Analyzing scRNA-seq measurements involves many challenges, including the fact that the data is only one sample set from the transcriptome (the full range of mRNAs representing gene expression) with high chances of missing low-expression genes termed as dropouts1, biases in cell sampling, significant differences in total number of mRNA molecules, as well as variation in library size, defined as sum of amplified mRNA molecules per cell (Kharchenko et al., 2014). These cell type-specific biases can not be resolved with common normalization techniques designed for bulk RNA-seq data. Global normalization by median library size (Oshlack et al., 2010) or through spike-ins2 (Vallejos & Richardson, 2015) would not resolve dropouts, and can lead to spurious differential expression or removal of biological stochasticity specific to each cell type, both of which induce improper clustering and characterization of latent cell types. Thus, normalization prior to clustering fails to consider cell type dependent technical variation, and the cell types are not known a priori, hence the normalization and clustering become a chicken- and-egg problem.

To address this problem, we model biological and technical variation in parallel, which we refer to as BISCUIT (Bayesian Inference for Single-cell ClUstering and ImpuTing). This is done through incorporating parameters denoting technical variation into a Hierarchical Dirichlet Process mixture model (HDPMM). This allows inference of clusters of cells based on similar gene expression and identifies technical variation per cell. Furthermore, this model can be leveraged to impute dropouts and normalize data based on cells with similar co-expression patterns. This simultaneous recovery of clusters and associated technical variations is a step-up from previous methods that infer the variations in a decoupled manner.

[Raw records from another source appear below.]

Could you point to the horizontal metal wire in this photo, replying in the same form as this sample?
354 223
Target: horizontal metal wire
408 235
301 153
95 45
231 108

Although this model is motivated by challenges in scRNA-seq data, BISCUIT could also be applied to other domains where clusters are subject to different variation. One example is in stock markets where stock prices associated with certain time periods can fluctuate much more than calmer periods (Lamoureux & Lastrapes, 1990). Investing in a highly unstable period leads to potential monetary loss and thus clustering periods of high and low price fluctuations will help to better forecast stock prices and aid investments. In these cases, approaches that do not consider heteroscedasticity can result in spurious clustering due to erroneous distributional assumptions.

In the next section we highlight the importance of addressing this problem in the single-cell domain and motivate the structure of our model based on observations. The model is elaborated in Section 3 with theoretical guarantees in Section 4. In Section 5, we present the scalable Gibbs inference algorithm. Results are demonstrated in Section 6 followed by concluding remarks in Section 7.

2. Preliminaries of single-cell data and biological motivation

Akin to the remarkable efforts in the development of DNA sequencing methods that built maps of genomes, recent advances in scRNA-sequencing now give the opportunity for building an atlas of cells through characterizing mixtures of previously unknown cell types and functions in tissues (Di Palma & Bodenmiller, 2015; Navin, 2014; Junker & van Oudenaarden, 2014; Gawad et al., 2014; Paul et al., 2015).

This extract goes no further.